Koma.id– Wacana perubahan status Kota Solo menjadi Daerah Istimewa Surakarta mencuat dalam rapat dengar pendapat (RDP) Komisi II DPR RI bersama Dirjen Otonomi Daerah (Otda) Kementerian Dalam Negeri (Kemendagri) Akmal Malik, Kamis (24/4/2025).
Terungkap adanya sejumlah usulan dari daerah yang menginginkan perubahan status menjadi daerah istimewa, termasuk Kota Solo. Usulan ini langsung menarik perhatian publik dan memicu diskusi luas di berbagai kalangan.

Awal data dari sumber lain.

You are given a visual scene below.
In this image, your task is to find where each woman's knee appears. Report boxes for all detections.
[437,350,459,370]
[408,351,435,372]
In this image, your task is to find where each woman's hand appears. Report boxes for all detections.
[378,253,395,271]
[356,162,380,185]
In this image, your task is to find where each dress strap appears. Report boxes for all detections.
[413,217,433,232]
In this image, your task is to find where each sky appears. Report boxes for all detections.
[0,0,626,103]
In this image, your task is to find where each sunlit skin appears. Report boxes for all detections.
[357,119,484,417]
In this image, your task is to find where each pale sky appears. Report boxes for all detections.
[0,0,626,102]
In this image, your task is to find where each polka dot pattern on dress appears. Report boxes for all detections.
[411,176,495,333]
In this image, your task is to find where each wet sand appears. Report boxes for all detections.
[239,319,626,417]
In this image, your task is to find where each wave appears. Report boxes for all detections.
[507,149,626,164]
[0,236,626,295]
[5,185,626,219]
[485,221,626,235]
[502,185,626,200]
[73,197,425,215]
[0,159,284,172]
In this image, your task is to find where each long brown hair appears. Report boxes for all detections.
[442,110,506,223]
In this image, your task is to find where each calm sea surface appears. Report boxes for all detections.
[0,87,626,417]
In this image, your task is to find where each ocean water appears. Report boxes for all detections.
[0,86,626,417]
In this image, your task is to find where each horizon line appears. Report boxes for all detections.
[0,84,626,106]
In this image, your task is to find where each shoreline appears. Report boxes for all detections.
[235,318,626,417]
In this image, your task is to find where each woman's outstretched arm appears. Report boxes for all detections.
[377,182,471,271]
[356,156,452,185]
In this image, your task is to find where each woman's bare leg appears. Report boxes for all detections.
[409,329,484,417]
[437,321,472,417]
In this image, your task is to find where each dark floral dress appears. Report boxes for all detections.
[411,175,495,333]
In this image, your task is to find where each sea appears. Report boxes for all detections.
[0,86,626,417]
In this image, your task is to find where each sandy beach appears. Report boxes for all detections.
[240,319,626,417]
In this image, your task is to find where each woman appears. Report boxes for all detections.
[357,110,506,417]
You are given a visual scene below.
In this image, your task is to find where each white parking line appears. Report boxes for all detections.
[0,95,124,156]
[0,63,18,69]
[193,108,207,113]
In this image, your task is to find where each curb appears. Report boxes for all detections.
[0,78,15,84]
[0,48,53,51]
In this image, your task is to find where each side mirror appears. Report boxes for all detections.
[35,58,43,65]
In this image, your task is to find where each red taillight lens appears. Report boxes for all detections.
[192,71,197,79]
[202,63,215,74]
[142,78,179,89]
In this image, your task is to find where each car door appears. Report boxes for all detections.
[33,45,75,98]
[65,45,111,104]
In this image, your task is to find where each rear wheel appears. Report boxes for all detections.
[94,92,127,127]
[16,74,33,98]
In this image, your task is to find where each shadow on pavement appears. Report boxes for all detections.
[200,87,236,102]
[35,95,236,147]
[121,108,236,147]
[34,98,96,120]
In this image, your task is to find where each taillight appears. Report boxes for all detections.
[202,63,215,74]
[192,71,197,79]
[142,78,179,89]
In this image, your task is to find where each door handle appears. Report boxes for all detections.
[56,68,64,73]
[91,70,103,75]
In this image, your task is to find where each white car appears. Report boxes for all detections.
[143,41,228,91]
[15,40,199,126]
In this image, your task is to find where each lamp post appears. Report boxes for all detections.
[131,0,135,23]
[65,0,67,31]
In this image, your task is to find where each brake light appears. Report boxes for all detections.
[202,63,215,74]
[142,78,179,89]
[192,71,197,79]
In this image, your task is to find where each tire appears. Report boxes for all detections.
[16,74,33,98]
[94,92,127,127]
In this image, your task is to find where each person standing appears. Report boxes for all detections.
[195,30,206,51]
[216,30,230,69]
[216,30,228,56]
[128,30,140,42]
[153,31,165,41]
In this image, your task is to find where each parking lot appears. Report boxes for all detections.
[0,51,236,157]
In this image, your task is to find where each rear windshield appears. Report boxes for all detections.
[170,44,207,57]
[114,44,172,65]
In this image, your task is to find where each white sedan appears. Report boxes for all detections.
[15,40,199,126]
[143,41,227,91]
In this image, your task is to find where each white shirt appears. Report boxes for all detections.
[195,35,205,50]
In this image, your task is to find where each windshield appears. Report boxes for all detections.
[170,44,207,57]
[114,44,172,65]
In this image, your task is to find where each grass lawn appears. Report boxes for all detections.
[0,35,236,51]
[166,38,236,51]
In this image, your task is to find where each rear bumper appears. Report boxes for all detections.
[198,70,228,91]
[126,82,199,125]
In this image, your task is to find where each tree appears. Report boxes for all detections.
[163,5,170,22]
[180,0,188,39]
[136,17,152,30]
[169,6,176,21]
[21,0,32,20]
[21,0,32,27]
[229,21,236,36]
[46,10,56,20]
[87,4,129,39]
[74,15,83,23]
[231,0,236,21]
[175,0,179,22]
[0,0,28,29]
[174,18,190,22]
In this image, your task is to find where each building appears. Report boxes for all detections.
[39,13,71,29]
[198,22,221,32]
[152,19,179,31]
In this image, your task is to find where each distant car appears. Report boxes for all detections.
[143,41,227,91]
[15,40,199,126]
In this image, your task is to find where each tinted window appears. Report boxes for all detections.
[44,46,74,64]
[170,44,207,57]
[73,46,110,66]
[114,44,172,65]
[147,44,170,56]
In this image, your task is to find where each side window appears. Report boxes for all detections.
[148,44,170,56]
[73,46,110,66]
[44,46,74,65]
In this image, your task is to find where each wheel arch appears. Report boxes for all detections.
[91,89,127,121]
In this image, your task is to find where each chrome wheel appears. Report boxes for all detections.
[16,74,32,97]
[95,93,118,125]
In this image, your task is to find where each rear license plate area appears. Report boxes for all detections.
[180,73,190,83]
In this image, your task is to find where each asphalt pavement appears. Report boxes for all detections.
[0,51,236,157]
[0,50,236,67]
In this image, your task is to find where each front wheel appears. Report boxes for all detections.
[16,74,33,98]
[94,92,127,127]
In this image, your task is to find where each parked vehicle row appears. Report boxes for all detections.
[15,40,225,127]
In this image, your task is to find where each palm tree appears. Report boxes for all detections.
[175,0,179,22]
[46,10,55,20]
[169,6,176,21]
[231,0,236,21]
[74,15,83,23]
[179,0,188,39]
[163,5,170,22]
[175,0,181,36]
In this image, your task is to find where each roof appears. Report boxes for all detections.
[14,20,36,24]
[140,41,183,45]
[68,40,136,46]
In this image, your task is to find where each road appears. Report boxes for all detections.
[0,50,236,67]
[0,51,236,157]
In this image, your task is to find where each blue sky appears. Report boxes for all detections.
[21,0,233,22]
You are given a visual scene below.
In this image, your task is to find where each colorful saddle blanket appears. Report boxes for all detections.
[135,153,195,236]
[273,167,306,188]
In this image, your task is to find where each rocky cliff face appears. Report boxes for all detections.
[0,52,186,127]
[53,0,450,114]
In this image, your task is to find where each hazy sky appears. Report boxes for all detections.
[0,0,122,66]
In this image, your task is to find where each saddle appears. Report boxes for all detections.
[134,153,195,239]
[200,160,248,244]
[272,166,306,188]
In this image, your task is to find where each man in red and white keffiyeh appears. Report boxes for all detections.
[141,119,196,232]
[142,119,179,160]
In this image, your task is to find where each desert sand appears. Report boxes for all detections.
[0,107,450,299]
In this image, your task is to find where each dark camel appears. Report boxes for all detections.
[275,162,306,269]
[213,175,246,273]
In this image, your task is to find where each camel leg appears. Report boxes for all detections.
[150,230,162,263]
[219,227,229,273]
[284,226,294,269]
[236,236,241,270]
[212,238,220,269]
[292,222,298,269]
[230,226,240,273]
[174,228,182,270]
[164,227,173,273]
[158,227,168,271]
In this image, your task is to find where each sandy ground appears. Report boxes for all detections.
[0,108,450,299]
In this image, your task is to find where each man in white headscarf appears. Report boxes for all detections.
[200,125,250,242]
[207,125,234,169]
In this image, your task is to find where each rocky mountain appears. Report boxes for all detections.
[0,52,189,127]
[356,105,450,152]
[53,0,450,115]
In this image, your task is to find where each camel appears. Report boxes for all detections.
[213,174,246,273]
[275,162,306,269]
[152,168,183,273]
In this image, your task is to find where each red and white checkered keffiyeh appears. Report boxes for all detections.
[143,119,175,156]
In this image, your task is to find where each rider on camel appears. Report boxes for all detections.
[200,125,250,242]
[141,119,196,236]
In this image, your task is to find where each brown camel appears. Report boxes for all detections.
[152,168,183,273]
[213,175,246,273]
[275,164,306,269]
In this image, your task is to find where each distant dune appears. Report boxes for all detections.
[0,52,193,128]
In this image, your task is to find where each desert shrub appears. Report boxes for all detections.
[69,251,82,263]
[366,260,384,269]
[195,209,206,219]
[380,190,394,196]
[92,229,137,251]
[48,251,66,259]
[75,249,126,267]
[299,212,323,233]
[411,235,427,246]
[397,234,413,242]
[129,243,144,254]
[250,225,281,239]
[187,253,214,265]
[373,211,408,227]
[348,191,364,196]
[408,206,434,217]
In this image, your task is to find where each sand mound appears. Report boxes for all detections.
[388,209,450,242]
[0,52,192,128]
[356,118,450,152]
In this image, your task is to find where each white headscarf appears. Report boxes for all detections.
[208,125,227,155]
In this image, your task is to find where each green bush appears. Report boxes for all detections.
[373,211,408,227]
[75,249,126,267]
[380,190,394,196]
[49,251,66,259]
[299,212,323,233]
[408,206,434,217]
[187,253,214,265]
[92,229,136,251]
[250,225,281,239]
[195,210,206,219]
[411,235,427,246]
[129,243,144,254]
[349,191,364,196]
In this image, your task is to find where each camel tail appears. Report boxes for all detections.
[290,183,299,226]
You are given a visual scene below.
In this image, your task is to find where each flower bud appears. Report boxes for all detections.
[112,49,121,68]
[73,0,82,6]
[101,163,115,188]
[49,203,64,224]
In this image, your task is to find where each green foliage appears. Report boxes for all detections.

Menanggapi hal tersebut, Wakil Ketua Komisi II DPR RI, Aria Bima, menegaskan bahwa pemberian status daerah istimewa tidak boleh dilakukan secara serampangan. Pentingnya mempertimbangkan rasa keadilan bagi seluruh daerah di Indonesia sebelum mengambil keputusan.
Senada dengan itu, Anggota Komisi II DPR RI, Ahmad Doli Kurnia, juga meminta Kemendagri berhati-hati dan cermat dalam menindaklanjuti wacana tersebut.
Menurutnya, keputusan strategis seperti ini harus berdasarkan pertimbangan urgensi dan kebutuhan riil, bukan sekadar keinginan sebagian pihak.